Outpost of Sweden or How to Take Over a Country Using Ikea

Is us - less guns, more towel rails

Saturday began with the words from the Significant Other: ‘I’ve never been to Ikea, so let’s go to Ikea. I feel like doing coupley things.’

I had been to Ikea, but it was four years or so ago and my memory had papered over the psychic traumata. Little did we realise that ‘coupley things’ would mean trying not to beat other people to unconsciousness or death using Ikea’s many, many handy weapon-shaped kitchen/bathroom/bedroom accessories.
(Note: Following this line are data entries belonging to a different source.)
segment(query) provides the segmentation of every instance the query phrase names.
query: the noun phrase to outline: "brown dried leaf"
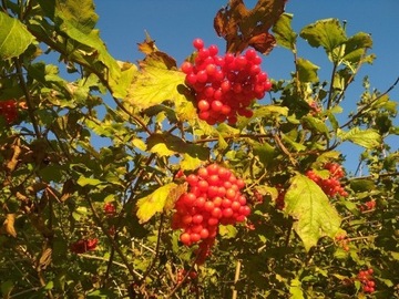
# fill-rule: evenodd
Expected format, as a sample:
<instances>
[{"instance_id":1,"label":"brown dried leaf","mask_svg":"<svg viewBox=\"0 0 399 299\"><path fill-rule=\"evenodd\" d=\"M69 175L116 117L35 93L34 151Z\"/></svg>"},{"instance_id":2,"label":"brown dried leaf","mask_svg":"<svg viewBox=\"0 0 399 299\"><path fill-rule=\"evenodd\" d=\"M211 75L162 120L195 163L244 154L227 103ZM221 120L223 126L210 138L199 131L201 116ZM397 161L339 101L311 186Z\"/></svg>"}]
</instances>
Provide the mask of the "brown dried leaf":
<instances>
[{"instance_id":1,"label":"brown dried leaf","mask_svg":"<svg viewBox=\"0 0 399 299\"><path fill-rule=\"evenodd\" d=\"M259 0L254 9L248 10L243 0L231 0L214 19L214 28L226 40L226 51L241 53L254 47L267 54L274 45L274 37L268 33L284 12L285 0Z\"/></svg>"}]
</instances>

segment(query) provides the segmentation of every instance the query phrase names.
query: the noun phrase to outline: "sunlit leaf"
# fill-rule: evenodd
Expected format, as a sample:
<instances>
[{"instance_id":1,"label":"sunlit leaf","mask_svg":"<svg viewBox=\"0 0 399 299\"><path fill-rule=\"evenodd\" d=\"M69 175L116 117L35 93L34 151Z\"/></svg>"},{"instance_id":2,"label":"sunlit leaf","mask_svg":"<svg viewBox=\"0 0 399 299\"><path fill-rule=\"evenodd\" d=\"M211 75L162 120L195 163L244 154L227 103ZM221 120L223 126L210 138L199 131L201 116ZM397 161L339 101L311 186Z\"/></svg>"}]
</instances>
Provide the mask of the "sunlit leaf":
<instances>
[{"instance_id":1,"label":"sunlit leaf","mask_svg":"<svg viewBox=\"0 0 399 299\"><path fill-rule=\"evenodd\" d=\"M319 81L317 76L317 70L319 66L311 63L306 59L298 58L297 59L297 71L299 75L299 81L301 82L311 82L316 83Z\"/></svg>"},{"instance_id":2,"label":"sunlit leaf","mask_svg":"<svg viewBox=\"0 0 399 299\"><path fill-rule=\"evenodd\" d=\"M205 161L209 156L209 148L188 143L170 133L152 134L147 138L147 150L162 156L171 156L177 153L188 154Z\"/></svg>"},{"instance_id":3,"label":"sunlit leaf","mask_svg":"<svg viewBox=\"0 0 399 299\"><path fill-rule=\"evenodd\" d=\"M158 187L150 195L137 200L137 217L140 223L149 221L156 213L168 210L178 197L186 190L185 185L168 183Z\"/></svg>"},{"instance_id":4,"label":"sunlit leaf","mask_svg":"<svg viewBox=\"0 0 399 299\"><path fill-rule=\"evenodd\" d=\"M0 11L0 58L10 59L22 54L33 41L33 35L17 19Z\"/></svg>"},{"instance_id":5,"label":"sunlit leaf","mask_svg":"<svg viewBox=\"0 0 399 299\"><path fill-rule=\"evenodd\" d=\"M365 55L367 49L371 47L371 35L365 32L358 32L345 42L342 59L350 63L357 63Z\"/></svg>"},{"instance_id":6,"label":"sunlit leaf","mask_svg":"<svg viewBox=\"0 0 399 299\"><path fill-rule=\"evenodd\" d=\"M283 13L273 27L273 32L275 33L277 44L289 50L295 49L297 38L297 33L295 33L291 28L291 20L293 14Z\"/></svg>"},{"instance_id":7,"label":"sunlit leaf","mask_svg":"<svg viewBox=\"0 0 399 299\"><path fill-rule=\"evenodd\" d=\"M145 110L170 101L183 121L196 116L194 105L185 95L185 74L175 69L166 54L151 53L140 66L141 72L133 80L125 99L131 105Z\"/></svg>"},{"instance_id":8,"label":"sunlit leaf","mask_svg":"<svg viewBox=\"0 0 399 299\"><path fill-rule=\"evenodd\" d=\"M338 131L338 137L366 148L375 148L381 145L381 136L372 128L361 130L354 127L349 132Z\"/></svg>"},{"instance_id":9,"label":"sunlit leaf","mask_svg":"<svg viewBox=\"0 0 399 299\"><path fill-rule=\"evenodd\" d=\"M294 229L308 251L319 238L334 238L340 217L321 188L304 175L296 175L285 195L285 212L295 219Z\"/></svg>"},{"instance_id":10,"label":"sunlit leaf","mask_svg":"<svg viewBox=\"0 0 399 299\"><path fill-rule=\"evenodd\" d=\"M327 53L331 53L347 40L345 30L337 19L319 20L305 27L299 35L311 47L323 47Z\"/></svg>"},{"instance_id":11,"label":"sunlit leaf","mask_svg":"<svg viewBox=\"0 0 399 299\"><path fill-rule=\"evenodd\" d=\"M328 134L329 130L324 121L313 116L304 116L301 120L306 122L306 125L308 127L313 128L317 133L321 133L326 135Z\"/></svg>"},{"instance_id":12,"label":"sunlit leaf","mask_svg":"<svg viewBox=\"0 0 399 299\"><path fill-rule=\"evenodd\" d=\"M192 157L188 154L183 154L183 159L180 166L183 171L194 171L202 165L203 161L197 157Z\"/></svg>"},{"instance_id":13,"label":"sunlit leaf","mask_svg":"<svg viewBox=\"0 0 399 299\"><path fill-rule=\"evenodd\" d=\"M82 187L84 187L86 185L96 186L96 185L103 184L103 182L100 179L92 178L92 177L84 177L84 176L79 177L76 183Z\"/></svg>"}]
</instances>

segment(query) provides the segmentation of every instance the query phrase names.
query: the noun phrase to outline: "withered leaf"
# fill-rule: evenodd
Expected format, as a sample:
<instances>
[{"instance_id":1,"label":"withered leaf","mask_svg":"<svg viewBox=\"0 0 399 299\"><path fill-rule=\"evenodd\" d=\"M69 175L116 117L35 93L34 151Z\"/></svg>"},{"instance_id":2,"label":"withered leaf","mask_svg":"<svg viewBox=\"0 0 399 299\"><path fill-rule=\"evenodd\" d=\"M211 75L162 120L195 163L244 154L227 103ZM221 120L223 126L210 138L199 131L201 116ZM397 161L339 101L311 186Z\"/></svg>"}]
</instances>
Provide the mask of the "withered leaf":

It would have been okay – we got the shower curtain, the rail for the kitchen stuff, eventually worked out where the bookshelf I wanted was … but then it came to the fridge. Yes, you can get fridges there, nice Whirlpooly ones and for considerably cheaper than a lot of other places … but you cannot go to the checkout and ask for one.

Oh, no.

You have to go back up the stairs and once again run through the maze of screaming children, arguing newly weds, confused grandparents, homicidal women screaming ‘Just choose a fkg cushion pattern!’ and men moving like zombies and moaning ‘But I don’t have an opinion on cushion patterns, I’m not genetically programmed to do so!’

On the second run, we got pretty good at rat-running, picking out the paths between the furnishings and vaulting over sofas, kitchen displays and the occasional pram. I think there may have been Ikea in-store traffic cops whose job it is to stop such wanton disregard for the marked-out path through the store, but luckily they are pretty much all surly teens more concerned with squeezing their zits than enforcing The Law (yes, hear that in the voice of Stallone doing Judge Dredd).

It occurred to me later, when we’d escaped the gravitational pull of the Outpost of Sweden that if you were planning to take over a country, then starting by enslaving a nation’s people to your homewares would be an excellent place to start … and far less messy and time-consuming that executing raids with long ships, and more profitable in the long term because people always need thingies for their bathrooms.

A little while after that when I’d been fed coffee and bacon and eggs, my blood sugar had risen, the towel rail I’d been clutching like a club had been pried from my grip and some degree of rational thought had been restored, I became convinced of it.